The film focuses on a man who finds himself stranded on a desert island after being set adrift in a storm. Whilst there is plenty of food and fresh water on the island for him to survive, he uses the bamboo on the island to fashion himself a raft so he can escape. However, every time he tries to escape, his raft gets destroyed by the titular red turtle, and that’s as much as I’m willing to say about the plot. The less you know about the plot of this film, the better the experience you have will be. What I will say is that there’s a brilliant sense of magic to the whole film, it draws you into the atmosphere of the film, keeping you engaged as the more fantastical elements of the story emerge. These elements don’t just come out of the blue though, they are set up earlier on in the film, with these elements linking into ideas regarding the tricks your mind plays on you when in isolation. There are also brilliant elements of guilt and love brought into the film which helps make the characters believable.

The main element of praise though is the incredible animation. This is some of the most beautiful animation I’ve seen in a long time. The mix of 2d and CG animation is seamless, especially in scenes related to the titular turtle and the design of the island is a thing of beauty. There’s a great sense of the power of nature throughout the film through the strength of the animation, showing both the beauty and danger of it (not just through the red turtle but through a tsunami as well). The best element though comes through a brilliant creative decision: there’s no dialogue. All of these brilliant elements of the film, from the thematic weight to the beautiful simplicity of the story (which did make me cry a few times) is told without dialogue. There are a few grunts and yells but apart from that, it’s a silent film. This allows the character animation to shine and this is some of the best character animation I’ve seen in a 2d film. The overall designs have a bit of a Herge feel, in the same way you can see a bit of a Japanese influence in the animation of the island, which allows the body language of the characters to help tell the story, this being true of the animals as well. Some of the funniest moments in the film are related to the crabs that live on the island, bringing in an element of comic relief throughout the seriousness of the rest of the film. This is all brought together through an incredible score which helps tell the story and adds to the beauty of the film.
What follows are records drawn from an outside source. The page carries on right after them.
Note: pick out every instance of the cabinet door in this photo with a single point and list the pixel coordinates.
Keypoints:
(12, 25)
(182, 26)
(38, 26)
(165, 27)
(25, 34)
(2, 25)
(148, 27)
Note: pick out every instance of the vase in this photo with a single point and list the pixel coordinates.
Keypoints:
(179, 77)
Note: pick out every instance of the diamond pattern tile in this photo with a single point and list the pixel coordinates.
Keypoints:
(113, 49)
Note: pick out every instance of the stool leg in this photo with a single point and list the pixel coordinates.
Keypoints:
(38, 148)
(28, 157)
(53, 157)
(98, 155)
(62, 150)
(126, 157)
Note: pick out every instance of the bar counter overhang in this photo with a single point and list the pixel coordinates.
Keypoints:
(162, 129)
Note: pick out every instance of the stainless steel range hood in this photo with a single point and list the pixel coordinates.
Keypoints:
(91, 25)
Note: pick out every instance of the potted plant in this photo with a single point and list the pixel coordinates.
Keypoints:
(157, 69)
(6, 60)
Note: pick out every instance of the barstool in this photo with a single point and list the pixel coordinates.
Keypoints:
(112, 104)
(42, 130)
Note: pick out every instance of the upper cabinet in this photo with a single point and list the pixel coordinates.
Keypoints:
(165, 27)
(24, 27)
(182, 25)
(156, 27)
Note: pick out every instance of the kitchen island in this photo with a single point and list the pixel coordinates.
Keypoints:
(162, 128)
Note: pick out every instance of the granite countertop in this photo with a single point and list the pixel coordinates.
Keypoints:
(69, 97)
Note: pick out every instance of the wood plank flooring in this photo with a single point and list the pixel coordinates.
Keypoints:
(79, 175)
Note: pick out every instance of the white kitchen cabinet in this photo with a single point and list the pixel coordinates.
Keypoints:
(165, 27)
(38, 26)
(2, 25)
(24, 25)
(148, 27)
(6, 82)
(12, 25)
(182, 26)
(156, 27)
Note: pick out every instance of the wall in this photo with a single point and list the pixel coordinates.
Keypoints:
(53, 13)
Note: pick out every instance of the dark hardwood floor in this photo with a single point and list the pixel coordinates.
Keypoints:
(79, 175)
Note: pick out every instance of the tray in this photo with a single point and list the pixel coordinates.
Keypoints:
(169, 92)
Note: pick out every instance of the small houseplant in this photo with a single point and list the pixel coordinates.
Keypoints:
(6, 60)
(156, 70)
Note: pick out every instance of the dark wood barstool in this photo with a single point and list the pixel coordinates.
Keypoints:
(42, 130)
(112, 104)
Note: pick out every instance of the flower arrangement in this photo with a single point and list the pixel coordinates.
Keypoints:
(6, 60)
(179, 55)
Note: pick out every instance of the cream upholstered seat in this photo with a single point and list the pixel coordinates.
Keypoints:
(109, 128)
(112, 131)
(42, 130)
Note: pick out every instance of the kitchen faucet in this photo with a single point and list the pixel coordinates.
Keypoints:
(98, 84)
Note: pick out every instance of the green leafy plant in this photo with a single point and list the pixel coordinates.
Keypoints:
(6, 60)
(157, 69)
Overall, The Red Turtle is a masterpiece. This is one of the most beautiful films I’ve seen in a long time and I think that, with further rewatches, this has the potential to be one of the best animated films I’ve ever seen. The animation in this film is beautiful, the music is incredible and the simplicity of the story works with the animation to create an incredibly moving experience. This is a film that I can comfortably recommend that everyone needs to see as soon as possible.